I have been a ship’s physician on 44 cruises, multiple times across oceans and hold a US Coast Guard Captain’s license.
Best wishes
Charles
Charles L Starke MD FACP
s/v Dawnpiper
I believe Gravol is sold as Dramamine in the US. As far as I know, is not available as a suppository in the US.
Promethazine, generic for Phenergen, is available as a suppository and is very effective (and it knocks you out a bit), but it is prescription. My wife has used this for motion sickness and nausea related to chemo. Talk to a doctor, but it is the most common medication for serious nausea in the US.
Yes, this is a VERY important reality, and some effective treatment should be in the kit.
I am a doctor. Here is as statistically-valid review as you will find on the subject: https://pubmed.ncbi.nlm.nih.gov/21678338/
I know of sailing adventure trips which require all participants to pretreat with scopolamine patches. None of the treatment modalities mentioned in the article interact in a serious way with chronic medical problems or existing medications. The major risks are inattention when attention is required and inability to sweat when necessary for body cooling. Gravol is benadryl.
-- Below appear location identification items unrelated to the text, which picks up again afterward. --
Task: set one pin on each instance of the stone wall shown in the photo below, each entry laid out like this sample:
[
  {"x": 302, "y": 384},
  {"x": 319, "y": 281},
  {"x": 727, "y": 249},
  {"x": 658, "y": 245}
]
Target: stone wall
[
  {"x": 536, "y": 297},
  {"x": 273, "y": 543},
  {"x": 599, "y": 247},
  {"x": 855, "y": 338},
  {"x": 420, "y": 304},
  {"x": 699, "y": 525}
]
Taking 100mg (instead of the usual therapeutic 25mg dose) will make you very sleepy, perhaps hallucinating. Phenergan is also sedating and can cause alarming side-effects on occasion (dystonia). Unless you are losing fluids excessively through the skin or bowel, the failure to take fluids and minimal-volume vomiting is unlikely to cause serious medical signs of dehydration for 3 days. This is particularly true because the symptoms of seasickness cause you to be mostly recumbent and useless during a passage. In the case quoted here, if the history is medically valid, seasickness was not likely to be the cause of death. As humans have experienced over the millennia, seasickness makes you want to die but doesn’t satisfy that wish.
Hi Bruce,
I agree seasickness in and of itself won’t kill you, although you might wish it would.
That said, having seen really bad seasickness on several occasions I think the dehydration can kill, and that’s why I think that some form of non-oral medication should be aboard all boats.
Also, I had, and have seen very bad issues with the patch to the point that I banned it on my boat:https://www.morganscloud.com/2017/01/07/seasickness-revisited/
Hi John,
Seasickness, as you mentioned is horrible.
I have had only once, when down in the engine room, temps close to 55C” and sky-lites closed in the Gulf of Biscay.
This well before the days of Gravol.
Afraid to die the first hour, afraid not to die the second !!